When I walk at a nearby park, I see children in strollers staring at cell phones and iPads. I wasn’t born with an iPhone in my hand. I’m a member of the “in between” generation. As a child, we didn’t have answering machines, cell phones or computers. I’m really dating myself when I admit to remembering what we called “party lines.” We actually shared a phone number with someone else and we could eavesdrop on each other’s conversations.
We’ve come a long way from those days, but it hasn’t been smooth sailing for a lot of us. My generation weathered the transition from dial phones to push buttons. From sitting at home waiting for a call to having answering machines. From coiled up wired plug-in phones to clumsy car phones and finally to cell phones. We went from floppy discs to hard disks, hard drives and the Cloud. When I think back, it was all kind of breathtaking. And not necessarily in a good way.
My nephew is in his mid-thirties and when I told him there was a time when we didn’t have voice mail or cell phones, he was stunned. He couldn’t begin to imagine it. He grew up with his head buried in a screen and now, it’s second nature to him. I grew up with typewriters, Xerox machines, tape recorders, and clock radios and sometimes I feel like a dinosaur when I’m trying to figure out how to do something new on my computer
Years ago, I remember getting riled up and frustrated when I was trying to post something on my web site.
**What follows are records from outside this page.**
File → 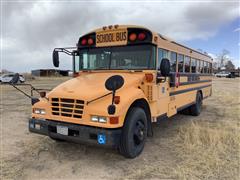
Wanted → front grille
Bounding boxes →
[51,98,84,119]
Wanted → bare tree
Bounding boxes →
[225,60,235,70]
[213,49,235,70]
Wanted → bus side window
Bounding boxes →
[203,61,208,73]
[170,52,177,72]
[178,54,184,72]
[184,56,190,72]
[191,58,197,73]
[199,60,204,73]
[158,48,169,66]
[209,63,213,74]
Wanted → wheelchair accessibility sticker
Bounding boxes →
[98,134,106,144]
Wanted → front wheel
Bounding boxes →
[119,107,147,158]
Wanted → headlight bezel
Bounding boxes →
[90,115,107,123]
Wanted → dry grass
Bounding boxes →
[175,122,240,179]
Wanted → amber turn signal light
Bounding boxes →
[109,117,118,124]
[129,33,137,41]
[113,96,120,104]
[39,91,46,98]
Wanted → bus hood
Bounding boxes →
[47,72,144,101]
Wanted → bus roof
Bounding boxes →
[80,25,213,62]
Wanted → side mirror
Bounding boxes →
[105,75,124,91]
[10,73,20,84]
[160,58,170,77]
[52,50,59,67]
[105,75,124,114]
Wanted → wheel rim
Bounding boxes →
[133,120,145,146]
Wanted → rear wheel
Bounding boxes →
[119,107,147,158]
[189,92,202,116]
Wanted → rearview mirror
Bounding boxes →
[160,58,170,77]
[105,75,124,114]
[52,50,59,67]
[10,73,20,84]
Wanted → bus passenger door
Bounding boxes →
[157,77,169,116]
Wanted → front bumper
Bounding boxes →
[29,118,122,148]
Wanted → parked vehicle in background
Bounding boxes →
[215,71,231,77]
[0,74,25,83]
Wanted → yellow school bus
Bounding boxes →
[29,25,212,158]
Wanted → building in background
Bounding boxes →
[31,69,70,77]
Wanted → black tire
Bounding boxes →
[190,92,202,116]
[119,107,147,158]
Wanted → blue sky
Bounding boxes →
[182,18,240,67]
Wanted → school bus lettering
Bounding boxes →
[96,30,127,46]
[29,25,212,158]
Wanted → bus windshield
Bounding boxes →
[75,44,156,72]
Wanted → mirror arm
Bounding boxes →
[54,47,76,56]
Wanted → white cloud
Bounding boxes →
[2,1,239,71]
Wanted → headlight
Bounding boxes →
[33,108,46,115]
[91,116,107,123]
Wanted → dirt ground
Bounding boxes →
[0,78,240,179]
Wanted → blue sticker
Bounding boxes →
[98,134,106,144]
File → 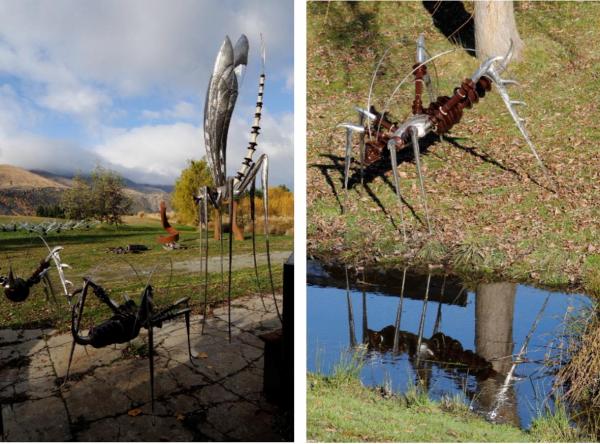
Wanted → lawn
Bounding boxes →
[307,2,600,294]
[0,216,293,329]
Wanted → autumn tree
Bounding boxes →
[61,174,93,219]
[171,159,212,225]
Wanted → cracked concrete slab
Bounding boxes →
[0,296,284,441]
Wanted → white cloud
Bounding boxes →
[39,87,111,116]
[0,136,99,174]
[142,100,196,120]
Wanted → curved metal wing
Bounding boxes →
[204,37,238,186]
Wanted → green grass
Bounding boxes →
[307,2,600,294]
[307,374,532,442]
[0,216,293,330]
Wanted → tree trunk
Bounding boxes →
[475,282,520,427]
[475,0,525,60]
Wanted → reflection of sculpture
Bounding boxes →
[367,325,495,379]
[65,279,194,413]
[0,236,73,305]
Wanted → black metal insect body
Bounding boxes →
[65,278,195,412]
[0,236,73,305]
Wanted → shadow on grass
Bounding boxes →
[423,0,476,57]
[0,228,162,250]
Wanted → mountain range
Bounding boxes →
[0,165,173,216]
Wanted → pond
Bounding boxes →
[307,261,591,428]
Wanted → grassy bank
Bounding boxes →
[0,218,293,329]
[307,372,590,442]
[307,2,600,295]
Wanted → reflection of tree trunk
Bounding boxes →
[475,282,519,426]
[346,267,356,348]
[362,289,369,344]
I worked myself up into such a frenzy, I could hardly breathe. At the time, I had a go-to friend, Steven, who was a computer whiz. He was my age but he was born that way. His mind wrapped around technology from the start and I got into the habit of calling and asking him to come over to help me with my computer or tell me what to do over the phone. He obliged me for quite a while but as the number of times I reached out escalated, he started to get annoyed. One day, he had clearly had enough. When I emailed him for the fifth time, he sent me a return email that said, “R T F M.
I picked up the phone. “What does that mean?” I asked him.
“Read The F**king Manual.”
I was a little ashamed at first but he was right. I had stopped trying to learn. I was leaning on him too much and it was time to try to work things out for myself. I breathed, I focused my attention, I told myself I could do it, and although it took a while, eventually, I figured it out. I have a friend in her eighties who had a similar experience. She does surprisingly well with her tech problems but one day, she was completely stumped. When she called her grandson to help her, he said, “Google it, Grandma.” That become a slogan for both of us.
I’m not saying we shouldn’t turn to other people. We need to ask for help with our electronic devices. That’s what tech nerds are for. But it’s important to try first, to stretch our minds into unfamiliar territory and see if we can find our way. These days, I try to be courageous enough to tackle a problem that stumps me. It’s like untangling knots in a chain necklace. I work hard to overcome the reluctance to learn new things like figuring out a new and updated remote for the TV. Using bar codes to read restaurant menus on my phone. Making and receiving payments on Venmo, Paypal and Zelle.
If we crumble, feel stupid and resent the time it takes to figure things out, if we refuse to use our brains in a new way, create some new synapses and get some kind of satisfaction from it, that’s called “getting old.” That’s called being stubborn and refusing to keep up with the times. I don’t want to get stuck in the past and miss the new and exciting things that are becoming available. I want to keep moving forward, learn the new language that has arisen and feel vital, physically, mentally and spiritually. I don’t want to be afraid to ask questions and listen to the answers with an open heart and an open mind. I want to always try before I ask for help. I want to be a young old person, proud to display my hard earned wrinkles and the wisdom I’ve gained over a lifetime of listening, discovering and speaking my mind. Most of all, I want to remain curious and continue to learn new things until I say “Syonara,” and move on with grace and dignity to the next schoolroom that is waiting for me.